Well, I could be a monster, too.
I just needed a weapon. The knife . . . it was too far away. My gaze darted around the room for anything within arm’s reach that I could use. A jar of potassium powder sat on the table, and in my desperation I reached for it just as a terrible sound like bones sliding began. A sound I’d heard only once before, when the Beast had let loose its claws.
I didn’t dare look down. I shut my eyes as my hand closed over the potassium. I felt the tips of five sharp claws on my back, gentle at first, soon hard enough to tear my dress’s fabric and cut into my skin. I jerked, and his claws sliced into my shoulder with a sting of pain.
“You can fight it if you like,” he breathed. “It won’t change anything.” His kisses mixed with sharp pain from his claws, and I hurled the jar of potassium to the floor.
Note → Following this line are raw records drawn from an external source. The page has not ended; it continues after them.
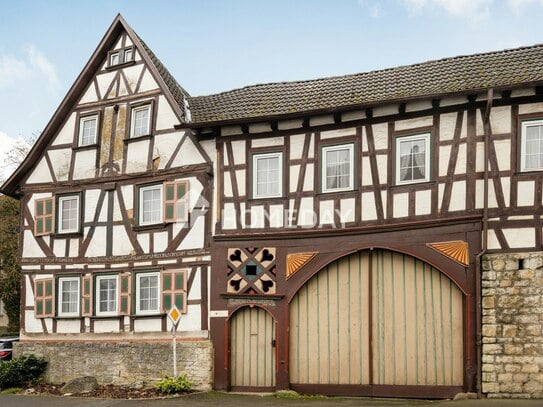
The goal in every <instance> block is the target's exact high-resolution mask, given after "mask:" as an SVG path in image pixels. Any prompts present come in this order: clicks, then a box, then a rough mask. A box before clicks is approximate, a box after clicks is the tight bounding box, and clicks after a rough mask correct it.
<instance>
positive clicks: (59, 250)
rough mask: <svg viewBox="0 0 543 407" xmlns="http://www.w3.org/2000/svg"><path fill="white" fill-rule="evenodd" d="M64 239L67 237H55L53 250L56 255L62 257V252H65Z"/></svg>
mask: <svg viewBox="0 0 543 407" xmlns="http://www.w3.org/2000/svg"><path fill="white" fill-rule="evenodd" d="M66 240H67V239H55V247H54V248H53V252H54V253H55V256H56V257H64V254H65V253H66Z"/></svg>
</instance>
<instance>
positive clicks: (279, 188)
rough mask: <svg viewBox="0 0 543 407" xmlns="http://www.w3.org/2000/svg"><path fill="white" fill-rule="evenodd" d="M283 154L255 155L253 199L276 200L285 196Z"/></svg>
mask: <svg viewBox="0 0 543 407" xmlns="http://www.w3.org/2000/svg"><path fill="white" fill-rule="evenodd" d="M282 180H283V153H281V152H278V153H267V154H255V155H253V197H254V198H276V197H280V196H282V194H283V186H282Z"/></svg>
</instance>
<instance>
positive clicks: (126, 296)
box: [119, 273, 132, 315]
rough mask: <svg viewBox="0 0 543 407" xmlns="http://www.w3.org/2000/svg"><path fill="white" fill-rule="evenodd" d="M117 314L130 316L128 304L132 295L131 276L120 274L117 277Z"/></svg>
mask: <svg viewBox="0 0 543 407" xmlns="http://www.w3.org/2000/svg"><path fill="white" fill-rule="evenodd" d="M119 281H120V284H119V314H120V315H130V304H131V295H132V274H130V273H122V274H120V275H119Z"/></svg>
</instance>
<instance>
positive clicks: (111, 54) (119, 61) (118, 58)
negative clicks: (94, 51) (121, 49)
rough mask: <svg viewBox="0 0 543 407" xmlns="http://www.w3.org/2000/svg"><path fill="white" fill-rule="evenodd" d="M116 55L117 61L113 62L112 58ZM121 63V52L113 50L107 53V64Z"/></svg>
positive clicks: (112, 65) (117, 63)
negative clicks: (108, 60)
mask: <svg viewBox="0 0 543 407" xmlns="http://www.w3.org/2000/svg"><path fill="white" fill-rule="evenodd" d="M114 57H117V62H113V58H114ZM120 63H121V52H120V51H115V52H112V53H111V54H109V66H115V65H119V64H120Z"/></svg>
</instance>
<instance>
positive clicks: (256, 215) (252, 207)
mask: <svg viewBox="0 0 543 407" xmlns="http://www.w3.org/2000/svg"><path fill="white" fill-rule="evenodd" d="M250 211H251V224H250V225H249V226H250V227H251V228H263V227H264V207H263V206H261V205H258V206H252V207H251V209H250Z"/></svg>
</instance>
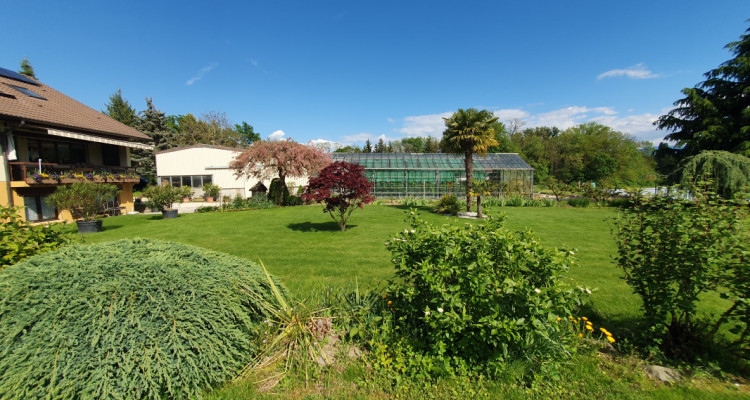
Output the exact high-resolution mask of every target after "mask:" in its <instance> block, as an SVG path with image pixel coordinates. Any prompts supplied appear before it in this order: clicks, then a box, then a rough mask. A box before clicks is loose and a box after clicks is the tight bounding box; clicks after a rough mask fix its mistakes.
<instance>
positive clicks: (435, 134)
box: [399, 112, 452, 137]
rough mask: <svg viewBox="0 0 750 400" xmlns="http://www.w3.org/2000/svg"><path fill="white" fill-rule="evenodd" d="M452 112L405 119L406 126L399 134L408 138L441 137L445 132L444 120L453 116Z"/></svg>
mask: <svg viewBox="0 0 750 400" xmlns="http://www.w3.org/2000/svg"><path fill="white" fill-rule="evenodd" d="M451 114H452V113H451V112H444V113H440V114H429V115H415V116H409V117H405V118H404V126H403V127H402V128H401V129H400V130H399V132H401V133H404V134H406V136H435V137H440V136H441V135H442V134H443V131H444V130H445V121H444V120H443V118H448V117H450V116H451Z"/></svg>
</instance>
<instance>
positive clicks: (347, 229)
mask: <svg viewBox="0 0 750 400" xmlns="http://www.w3.org/2000/svg"><path fill="white" fill-rule="evenodd" d="M356 227H357V225H347V226H346V229H347V230H349V229H352V228H356ZM287 228H289V229H291V230H293V231H299V232H340V231H341V228H340V227H339V224H337V223H336V222H334V221H329V222H299V223H296V224H289V225H287Z"/></svg>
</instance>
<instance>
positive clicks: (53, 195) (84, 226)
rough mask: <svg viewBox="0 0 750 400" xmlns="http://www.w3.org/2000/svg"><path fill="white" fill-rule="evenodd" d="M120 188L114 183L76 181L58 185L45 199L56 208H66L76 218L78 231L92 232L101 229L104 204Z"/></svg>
mask: <svg viewBox="0 0 750 400" xmlns="http://www.w3.org/2000/svg"><path fill="white" fill-rule="evenodd" d="M118 193H120V189H118V188H117V186H115V185H109V184H98V183H89V182H76V183H72V184H70V185H66V186H59V187H58V188H57V190H55V192H54V193H52V194H51V195H49V197H47V201H48V202H49V203H50V204H52V205H54V206H55V207H56V208H57V209H58V210H68V211H69V212H70V215H71V216H72V217H73V219H75V220H76V224H77V225H78V232H79V233H92V232H99V231H101V230H102V220H101V219H99V218H100V217H101V216H102V215H103V211H104V205H105V204H106V203H107V200H109V199H111V198H112V197H115V196H117V194H118Z"/></svg>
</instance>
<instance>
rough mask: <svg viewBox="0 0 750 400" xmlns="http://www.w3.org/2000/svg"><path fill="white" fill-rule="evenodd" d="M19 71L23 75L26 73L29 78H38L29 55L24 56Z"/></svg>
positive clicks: (34, 78)
mask: <svg viewBox="0 0 750 400" xmlns="http://www.w3.org/2000/svg"><path fill="white" fill-rule="evenodd" d="M18 73H19V74H21V75H26V76H28V77H29V78H34V79H37V77H36V73H34V67H32V66H31V63H30V62H29V58H28V57H24V58H23V60H22V61H21V69H20V70H18Z"/></svg>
The shatter of glass surprised him long enough for me to pull away and kick over the basin of water.
The instant the water hit the potassium powder, a chemical reaction began. The mixture hissed and sputtered, starting to gain heat. I braced my hands over my head just as the reaction exploded with a cloud of sparks and smoke.
He let out a furious growl as I pushed away from him. In the smoke it was impossible to see anything as I fumbled on the floor for the knife. I drove it into his side, pushing him back against my worktable.
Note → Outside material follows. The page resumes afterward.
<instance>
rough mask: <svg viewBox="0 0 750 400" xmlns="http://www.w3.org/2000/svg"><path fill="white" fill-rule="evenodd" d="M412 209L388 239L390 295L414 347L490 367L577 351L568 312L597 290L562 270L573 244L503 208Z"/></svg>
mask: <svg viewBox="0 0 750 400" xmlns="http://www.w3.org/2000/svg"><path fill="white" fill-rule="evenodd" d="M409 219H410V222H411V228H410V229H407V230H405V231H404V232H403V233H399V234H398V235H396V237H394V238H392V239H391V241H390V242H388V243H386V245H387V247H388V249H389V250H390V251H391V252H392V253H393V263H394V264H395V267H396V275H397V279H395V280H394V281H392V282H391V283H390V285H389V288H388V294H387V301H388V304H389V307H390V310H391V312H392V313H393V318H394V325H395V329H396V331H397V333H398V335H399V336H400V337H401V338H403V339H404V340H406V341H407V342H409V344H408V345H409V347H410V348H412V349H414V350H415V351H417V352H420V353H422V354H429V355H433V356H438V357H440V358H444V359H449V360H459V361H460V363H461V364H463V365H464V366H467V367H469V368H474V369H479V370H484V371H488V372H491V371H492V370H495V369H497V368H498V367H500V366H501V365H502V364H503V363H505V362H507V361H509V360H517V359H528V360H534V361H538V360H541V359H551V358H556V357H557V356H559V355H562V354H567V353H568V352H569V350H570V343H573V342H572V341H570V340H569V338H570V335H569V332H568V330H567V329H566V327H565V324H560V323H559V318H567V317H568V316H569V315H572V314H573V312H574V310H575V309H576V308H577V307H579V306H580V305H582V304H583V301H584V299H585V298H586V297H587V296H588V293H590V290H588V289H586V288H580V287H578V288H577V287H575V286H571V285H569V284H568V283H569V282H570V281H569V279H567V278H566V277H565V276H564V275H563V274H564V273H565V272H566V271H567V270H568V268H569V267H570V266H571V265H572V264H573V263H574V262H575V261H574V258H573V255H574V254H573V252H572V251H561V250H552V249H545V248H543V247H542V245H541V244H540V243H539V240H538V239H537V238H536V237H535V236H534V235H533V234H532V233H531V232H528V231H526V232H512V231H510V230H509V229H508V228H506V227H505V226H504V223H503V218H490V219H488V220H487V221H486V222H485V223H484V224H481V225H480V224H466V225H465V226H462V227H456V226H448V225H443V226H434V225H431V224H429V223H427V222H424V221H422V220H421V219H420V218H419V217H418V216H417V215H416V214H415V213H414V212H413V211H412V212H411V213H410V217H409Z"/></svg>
Glass crashed as the Beast fell on my equipment. The sound of breaking tools mixed with his growls. Coughing, I fumbled along the floor until I found my boots, then called for Sharkey and threw the door open. Sharkey darted out ahead of me, racing down the stairs. I stumbled behind him, the hair on the back of my neck standing on end, certain the Beast was just a breath behind me.
We reached the lodging house’s front door and I shoved it open, breathing in great gulps of cold winter air. And then I was running, Sharkey at my heels. It was all a blur, just flashes mixed with the smell of chemical smoke. The falling snow. A crack of ice. Blazing lanterns and Christmas wreaths. And then suddenly Sharkey wasn’t there anymore, lost in the streets. I couldn’t stop. I couldn’t look for him.
I disappeared into the city of smoke and steel, not once looking back.
UNCORRECTED E-PROOF—NOT FOR SALE
HarperCollins Publishers
..................................................................
SEVENTEEN
I MADE IT OVER the garden trellis and back into my room only seconds before the cuckoo clock chimed seven in the morning. A minute later the floorboards overhead squeaked as the professor made his way down the stairs to the dining room on the first floor.
It was all I could do to strip off my bloody clothes, hide them under the bed, change into a fresh chemise, and crawl between the covers. I seemed to have forgotten how to speak, or stand, or do anything but sit amongst the hills of pillows with my knees clutched tightly against my chest.
My mind kept replaying Edward’s transformation into the Beast. The slow elongation of his pupils, the splitting of his knuckles to let his claws emerge. I pulled my collar down and touched the angry red scratches on my shoulder. All those nights together in my workshop, comforted by the presence of someone else who shared my secrets, amid the old wooden walls and the creaking woodstove. I had thought myself happy there.
I’d been a fool, and now I’d even lost Sharkey in the chaos.
A knock came at the door.
“Miss Juliet?” Mary’s voice called through the door. “A letter was just delivered for you in the morning post.”
“Slide it under the door,” I said in a hoarse voice.
There was a crinkle of paper as Mary did so. I waited for her footsteps to recede before pulling on a sweater to hide the cuts on my shoulder, and then I picked up the letter. It was sealed in wax still soft to the touch. I ripped the envelope open and drew out a single piece of paper, with but three words written upon them.
Please forgive me.
I crumpled the letter and threw it into the fire, watching the edges singe and curl inward. Edward wanted my forgiveness, but I wasn’t certain I could give it. Part of me wanted to blame everything on the Beast. He was the guilty one, not Edward. And yet hadn’t Edward said they were two sides of the same coin? The longer he lived, the more he and the Beast grew together.
I was certainly no physical match for the Beast. The only way I could stop him was to cure Edward of him—yet how could I even be in the same room with him again, after the Beast had nearly sliced me open?
And after what you and Edward did in that bed, a voice whispered.
I slumped to the floor. I was alone again. I could tell the professor and Elizabeth, but they already thought my mind dangerously unstable. Without Edward, I had no one to trust.